Antes da colonização, o poder dos chefes indígenas — que não eram proprietários de terras — estava submetido a um controle restrito. Era a função do chefe, e não o próprio chefe, que era sagrada. Um conselho de anciãos exercia o controle. O colonialismo reforçou o poder dos chefes pelo sistema de «administração indirecta». Além dos seus novos poderes, eram por vezes remunerados, tornando-se assim, na maioria, agentes locais do colonialismo. Em certas colónias, a administração colonial designava os novos chefes, que foram então conhecidos pelo nome de «chefes de cantões».
Os imperialistas serviram-se da nobreza feudal e tribal para assegurar a sua exploração, o que aumentou ainda mais as contradições sociais, já que o feudalismo mantinha as massas camponesas debaixo do seu controle rígido e impedia qualquer possibilidade de organização revolucionária.
Subsistem ainda, em algumas regiões de África, restos de feudalismo. Assim, na Nigéria setentrional, tal como nas regiões setentrionais e ocidentais dos Camarões, os chefes de tribos vivem da exploração de camponeses, que devem não só pagar taxas e tributos, mas também fazer trabalhos forçados.
Mas, embora permaneçam vestígios do feudalismo, o colonialismo introduziu estruturas capitalistas na sociedade africana. Apareceu então uma pequena burguesia e uma diminuta (mas influente) burguesia nacional, composta principalmente por intelectuais, funcionários, representantes das profissões liberais e quadros da polícia e do exército. Os capitalistas africanos primavam pela ausência, pois o poder colonial tinha desencorajado qualquer tentativa local de empresa privada. Consequente- mente, quem quer que desejasse fazer fortuna e adquirir um estatuto social não tinha outro remédio senão participar na administração, no exército, ou tornar-se membro de uma profissão liberal. As indústrias mineiras, as empresas industriais, os bancos, o grande comércio e as grandes explorações agrícolas estavam na mão de estrangeiros. Em geral, a burguesia africana é de facto uma classe média.
É em parte devido a estas restrições desfavoráveis ao comércio indígena que a burguesia africana se opôs à dominação imperialista.

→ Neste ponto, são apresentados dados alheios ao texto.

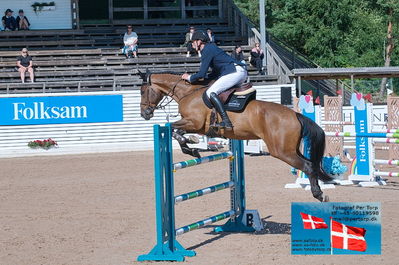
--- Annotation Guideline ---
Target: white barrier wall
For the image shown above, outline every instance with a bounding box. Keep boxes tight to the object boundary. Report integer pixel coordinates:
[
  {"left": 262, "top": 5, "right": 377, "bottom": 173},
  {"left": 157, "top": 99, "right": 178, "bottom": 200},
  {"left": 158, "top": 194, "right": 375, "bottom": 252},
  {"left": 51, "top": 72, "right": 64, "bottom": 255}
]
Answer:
[
  {"left": 0, "top": 0, "right": 72, "bottom": 29},
  {"left": 0, "top": 85, "right": 295, "bottom": 157}
]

Depois da Segunda Guerra Mundial, quando os movimentos de libertação se estavam a tornar cada vez mais virulentos, os imperialistas viram-se obrigados a integrar a burguesia africana nas esferas donde tinha anteriormente estado excluída. Nessa altura passou a haver um número muito maior de africanos na administração e nas companhias estrangeiras. Assim nasceu uma nova elite africana, estreitamente ligada ao capitalismo estrangeiro. Ao mesmo tempo, medidas repressivas abateram-se sobre os partidos progressistas e sindicatos; os colonialistas entraram em guerra contra os povos de Madagáscar, dos Camarões e da Argélia. Foi nessa altura que se lançaram as bases do neocolonialismo.
Durante as lutas de libertação nacional, a pequena burguesia dividiu-se em três categorias:
Em geral, poucos membros da burguesia africana acumularam capital tão importante que lhes permitisse desenvolver um mundo de negócios africano. Permanece, portanto, uma burguesia compradora, tributária em grande escala dos interesses imperialistas em África.

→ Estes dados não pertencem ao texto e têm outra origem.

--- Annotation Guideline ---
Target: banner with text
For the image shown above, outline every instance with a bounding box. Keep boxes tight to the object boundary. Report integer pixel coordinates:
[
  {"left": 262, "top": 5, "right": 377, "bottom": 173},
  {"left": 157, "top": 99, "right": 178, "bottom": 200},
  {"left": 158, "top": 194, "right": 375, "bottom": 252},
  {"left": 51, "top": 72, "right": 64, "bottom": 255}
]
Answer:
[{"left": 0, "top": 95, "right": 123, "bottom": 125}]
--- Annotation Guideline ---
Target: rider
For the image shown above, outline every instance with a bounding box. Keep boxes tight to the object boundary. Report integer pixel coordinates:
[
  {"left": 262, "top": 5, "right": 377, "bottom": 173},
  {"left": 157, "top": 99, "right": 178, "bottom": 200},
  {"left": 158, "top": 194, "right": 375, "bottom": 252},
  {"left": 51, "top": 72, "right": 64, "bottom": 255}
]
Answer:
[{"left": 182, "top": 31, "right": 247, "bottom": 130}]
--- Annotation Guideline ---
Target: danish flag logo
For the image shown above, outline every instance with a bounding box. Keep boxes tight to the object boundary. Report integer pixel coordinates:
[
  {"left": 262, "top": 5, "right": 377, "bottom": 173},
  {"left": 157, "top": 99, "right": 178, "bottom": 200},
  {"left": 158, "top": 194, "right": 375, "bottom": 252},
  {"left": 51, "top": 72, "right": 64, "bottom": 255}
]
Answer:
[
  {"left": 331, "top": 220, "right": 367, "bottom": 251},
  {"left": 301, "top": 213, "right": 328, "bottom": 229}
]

O colonialismo e o neocolonialismo nunca encorajarão a sua integração —a título de igualdade— nas esferas económicas, porque não querem fazer dela uma rival. A burguesia indígena deve, portanto, submeter-se ao capitalismo estrangeiro. Eis por que a sua força reside apenas, por um lado, no apoio que recebe dos elementos feudais reaccionários do país e, por outro, na ajuda política, económica e militar do capitalismo internacional. Acontece que o imperialismo encoraja os movimentos de libertação, e isso nas regiões coloniais onde a exploração capitalista atingiu um estádio em que a influência de um partido trabalhista ameaça os interesses do capitalismo internacional. Ao dar independência aos partidos burgueses, as forças indígenas reaccionárias ficam em posição de poder, cimentando então a sua aliança com a burguesia internacional. As lutas de libertação conhecem quase sempre duas tendências: uma, verdadeiramente a favor não só de uma libertação nacional mas sobretudo da instauração do socialismo; enquanto que outra —que conta com o apoio do imperialismo — tem por objectivo a conservação das estruturas capitalistas.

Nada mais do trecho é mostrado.